Indeed, this generation is both blessed and burdened by the internet. Never before has access to learning been so abundant, yet distractions have never been so pervasive. The same smartphone that streams Netflix can also stream coding classes, AI tutorials, or global webinars. But the choice is individual and consequential.

From rants to responsibility

Of course, systemic failure cannot be denied. Nigeria’s leaders have underinvested in education and innovation. Public universities are chronically underfunded; broadband infrastructure remains patchy; and millions of secondary school students are still outside the digital ecosystem. But while we wait for institutional reforms, young people must build personal revolutions.

The future would not wait. It would not pause because Nigeria is still struggling to fix WAEC or ASUU strikes. Global labour markets are becoming more remote, more skills-driven, and less forgiving of mediocrity.

The case for urgency: A youth-led digital reboot

It is time we stopped romanticising resilience and started weaponising competence. Every Nigerian teenager today has two critical tools: a smartphone and time. Those who invest their hours learning tools like ChatGPT, Python, Canva, or data analytics, and who document their learning journeys online, will rise above their peers.

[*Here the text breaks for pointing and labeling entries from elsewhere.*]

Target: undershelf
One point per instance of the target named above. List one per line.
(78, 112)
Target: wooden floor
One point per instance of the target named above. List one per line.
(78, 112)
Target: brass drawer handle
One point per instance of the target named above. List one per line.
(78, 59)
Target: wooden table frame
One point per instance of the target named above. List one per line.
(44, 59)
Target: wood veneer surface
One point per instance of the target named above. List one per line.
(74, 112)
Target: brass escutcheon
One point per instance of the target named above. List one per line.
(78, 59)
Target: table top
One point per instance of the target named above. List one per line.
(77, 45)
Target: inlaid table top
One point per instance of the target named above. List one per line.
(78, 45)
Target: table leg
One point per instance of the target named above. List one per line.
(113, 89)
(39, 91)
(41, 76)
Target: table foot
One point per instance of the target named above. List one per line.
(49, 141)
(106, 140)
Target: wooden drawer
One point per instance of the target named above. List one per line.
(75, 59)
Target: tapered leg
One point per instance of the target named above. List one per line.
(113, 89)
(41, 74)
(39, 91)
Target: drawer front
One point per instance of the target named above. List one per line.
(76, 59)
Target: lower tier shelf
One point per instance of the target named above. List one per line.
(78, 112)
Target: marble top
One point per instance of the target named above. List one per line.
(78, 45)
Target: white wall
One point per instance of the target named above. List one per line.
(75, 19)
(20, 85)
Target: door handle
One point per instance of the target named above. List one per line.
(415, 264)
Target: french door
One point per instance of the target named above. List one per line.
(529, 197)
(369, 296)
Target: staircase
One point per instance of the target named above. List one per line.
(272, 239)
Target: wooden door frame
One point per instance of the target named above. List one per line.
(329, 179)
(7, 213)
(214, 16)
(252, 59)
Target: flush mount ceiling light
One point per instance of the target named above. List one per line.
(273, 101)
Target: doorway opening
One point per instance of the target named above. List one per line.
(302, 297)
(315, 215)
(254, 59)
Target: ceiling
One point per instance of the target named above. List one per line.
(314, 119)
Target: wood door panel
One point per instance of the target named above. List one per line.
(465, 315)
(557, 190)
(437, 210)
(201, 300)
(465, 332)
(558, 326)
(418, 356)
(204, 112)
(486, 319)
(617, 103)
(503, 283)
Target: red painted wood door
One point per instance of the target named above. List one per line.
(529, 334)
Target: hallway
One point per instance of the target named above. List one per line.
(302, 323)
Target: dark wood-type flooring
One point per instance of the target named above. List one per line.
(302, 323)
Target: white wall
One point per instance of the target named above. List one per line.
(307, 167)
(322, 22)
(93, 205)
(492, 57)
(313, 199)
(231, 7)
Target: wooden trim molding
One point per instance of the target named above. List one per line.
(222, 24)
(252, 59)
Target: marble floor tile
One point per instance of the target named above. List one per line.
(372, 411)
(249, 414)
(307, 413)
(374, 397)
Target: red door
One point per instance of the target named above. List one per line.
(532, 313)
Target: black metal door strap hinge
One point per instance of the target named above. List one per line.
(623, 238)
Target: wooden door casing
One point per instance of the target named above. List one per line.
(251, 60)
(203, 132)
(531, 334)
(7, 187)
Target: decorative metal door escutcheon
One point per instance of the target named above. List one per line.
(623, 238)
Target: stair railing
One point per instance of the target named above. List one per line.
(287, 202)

They will build digital portfolios, attract global clients, and earn in dollars, even from Ogbomosho or Onitsha. Others, who waste these years scrolling, reposting skits, and blaming the government without building capacity, will face harsher truths.

This is not motivational fluff. It is a call to survival.

What can be done?

Policy shift: Government must revamp curricula to embed coding, AI, and entrepreneurship from the secondary school level.

Corporate intervention: Nigerian firms should sponsor tech upskilling bootcamps targeted at jobless graduates.

Youth agency: Individuals must dedicate just 30 minutes daily to learning future-proof skills and building their brand while at it.

We are not short on dreams in Nigeria. We are short on preparation. The next decade belongs to the digitally literate, the self-aware, and the strategically visible.

The clock is ticking. And as the proverb goes, “The best time to plant a tree was 20 years ago. The second-best time is now.”

Let the youth rise, not just to protest, but to code, create, and conquer.